Melhorar a articulação entre entidades e instituições sociais que intervêm no combate à pobreza, através do desenvolvimento de parcerias entre o Instituto de Segurança Social, as Autarquias e outras entidades, redes e associações locais e nacionais, e com Instituições de Ensino Superior, na prossecução da erradicação da pobreza. Promover a Empregabilidade e a Qualificação do Capital Humano, através da criação
de programas de apoio ao desenvolvimento de competências pessoais (incluindo
sócio‐emocionais) e profissionais (nomeadamente, competências orientadas para o futuro da transição digital e ecológica) – a nível individual e comunitário, baseados nas evidências de custo‐efectividade provenientes da ciência psicológica.
Promover a Saúde Psicológica e a Resiliência, implementando modelos de cuidado próximos dos cidadãos, promotores da Saúde Psicológica e do bem‐estar, que facilitem a identificação precoce de problemas e a implementação de intervenções integradas de prevenção dos problemas de Saúde Mental, nomeadamente através do reforço de recursos humanos especializados como são os psicólogos e de estruturas capacitadas nas comunidades capazes de desenvolverem respostas próximas às pessoas, contingentes às suas necessidades e custo‐efectivas.
Apoiar a parentalidade, através do reforço da intervenção de Psicólogos junto das famílias em situação de vulnerabilidade e do investimento em programas de promoção da parentalidade positiva e do desenvolvimento social e emocional na infância.

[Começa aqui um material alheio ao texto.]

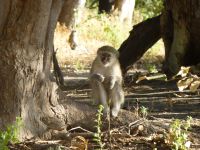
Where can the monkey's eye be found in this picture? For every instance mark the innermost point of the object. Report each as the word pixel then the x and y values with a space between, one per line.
pixel 105 57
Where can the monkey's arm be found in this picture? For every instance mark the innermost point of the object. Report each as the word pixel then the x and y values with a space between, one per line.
pixel 97 77
pixel 113 80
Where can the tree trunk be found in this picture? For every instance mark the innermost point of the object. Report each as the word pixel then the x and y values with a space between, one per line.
pixel 181 19
pixel 141 38
pixel 69 16
pixel 179 25
pixel 26 44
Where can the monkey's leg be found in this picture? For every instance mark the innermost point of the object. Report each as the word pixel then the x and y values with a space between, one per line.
pixel 99 95
pixel 117 99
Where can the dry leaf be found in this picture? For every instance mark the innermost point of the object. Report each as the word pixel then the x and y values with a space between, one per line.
pixel 195 85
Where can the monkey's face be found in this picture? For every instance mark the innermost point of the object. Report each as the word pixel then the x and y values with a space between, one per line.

Promover a Literacia em Saúde e em Saúde Psicologia e a Literacia Financeira, através estratégias de apoio aos processos de tomada de decisão em saúde e na área financeira das pessoas em risco e situação de pobreza, que permitam facilitar o reconhecimento e a modificação de crenças erróneas acerca das decisões na área da saúde e na área financeiras, prevenindo enviesamentos cognitivos que afectam estes processos de tomada de decisão e promovendo mudanças no comportamento de saúde e financeiro.